Thank you, Michelle, and thanks to all of you for joining us today. Our earnings press release was distributed yesterday and can be viewed on the Investor Relations page of the Lightbridge website at www.ltbridge.com. Joining us on the call today is Seth Grae, Chief Executive Officer, along with Andrey Mushakov, Executive Vice President for Nuclear Operations, Scott Holcomb, Vice President of Engineering, Larry Goldman, Chief Financial Officer, and Sherrie Holloway, Controller. I want to remind our listeners that any statements on this call that are not historical facts are forward-looking statements. Today's presentation includes forward-looking statements about the company's competitive position and product and service offerings. During today's call, words such as expect, anticipate, believe, and intend will be used in our discussion of goals or events in the future.

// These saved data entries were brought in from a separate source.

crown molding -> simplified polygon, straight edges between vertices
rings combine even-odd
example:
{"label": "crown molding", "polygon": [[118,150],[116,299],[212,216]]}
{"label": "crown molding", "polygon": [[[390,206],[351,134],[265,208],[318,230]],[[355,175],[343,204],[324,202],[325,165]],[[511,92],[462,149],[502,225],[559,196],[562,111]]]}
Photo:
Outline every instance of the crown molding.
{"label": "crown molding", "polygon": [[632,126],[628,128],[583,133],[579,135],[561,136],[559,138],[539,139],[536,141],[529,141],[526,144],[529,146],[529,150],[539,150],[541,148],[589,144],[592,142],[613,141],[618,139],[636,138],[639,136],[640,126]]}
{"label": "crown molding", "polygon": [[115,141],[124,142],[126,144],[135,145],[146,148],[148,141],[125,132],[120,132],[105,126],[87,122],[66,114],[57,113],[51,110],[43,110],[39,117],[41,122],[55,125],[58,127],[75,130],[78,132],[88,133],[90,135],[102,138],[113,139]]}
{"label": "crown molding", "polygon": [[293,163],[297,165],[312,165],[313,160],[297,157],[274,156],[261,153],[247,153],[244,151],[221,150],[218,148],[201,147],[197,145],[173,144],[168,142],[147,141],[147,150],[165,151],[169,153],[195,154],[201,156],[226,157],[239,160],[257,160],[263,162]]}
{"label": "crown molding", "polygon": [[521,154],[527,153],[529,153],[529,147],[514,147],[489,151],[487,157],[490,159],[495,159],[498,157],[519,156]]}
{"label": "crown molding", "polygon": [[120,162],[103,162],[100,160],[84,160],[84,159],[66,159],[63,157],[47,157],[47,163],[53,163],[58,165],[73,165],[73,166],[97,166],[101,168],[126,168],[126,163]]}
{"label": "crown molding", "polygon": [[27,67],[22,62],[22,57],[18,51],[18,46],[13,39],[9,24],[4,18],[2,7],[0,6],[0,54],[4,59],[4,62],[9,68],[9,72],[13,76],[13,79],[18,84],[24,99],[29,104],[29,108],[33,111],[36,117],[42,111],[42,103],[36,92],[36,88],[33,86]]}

This presentation is based on current expectations and involves certain risks and uncertainties that may cause actual results to differ significantly from such estimates. These and other risks are set forth in more detail in Lightbridge's filings with the Securities and Exchange Commission. Lightbridge does not assume any obligation to update or revise any such forward-looking statements, whether as a result of new developments or otherwise. And with that, I would like to turn the call over to our first speaker, Seth Grae, Chief Executive Officer of Lightbridge. Hello, Seth.
Seth Grae (CEO)
Hello and thank you, Matt. Thank you all for joining us to discuss Lightbridge's 2024 results. We are gathering at a remarkable moment for nuclear energy. The industry is experiencing what many are calling a renaissance or a resurgence, with unprecedented support from both the public and private sectors in the United States and around the world. This shift isn't just about building new reactors. It's about reimagining nuclear power's role in our clean energy future. We're particularly excited about the transformation in the commercial sector. Major technology companies like Microsoft and Amazon are actively pursuing nuclear power solutions for their data centers to secure reliable, clean baseload power for critical infrastructure. When tech giants who have built their success on innovation and forward-thinking choose nuclear, it sends a powerful message about the future of energy. At Lightbridge, we believe we're uniquely positioned to support this industry transformation.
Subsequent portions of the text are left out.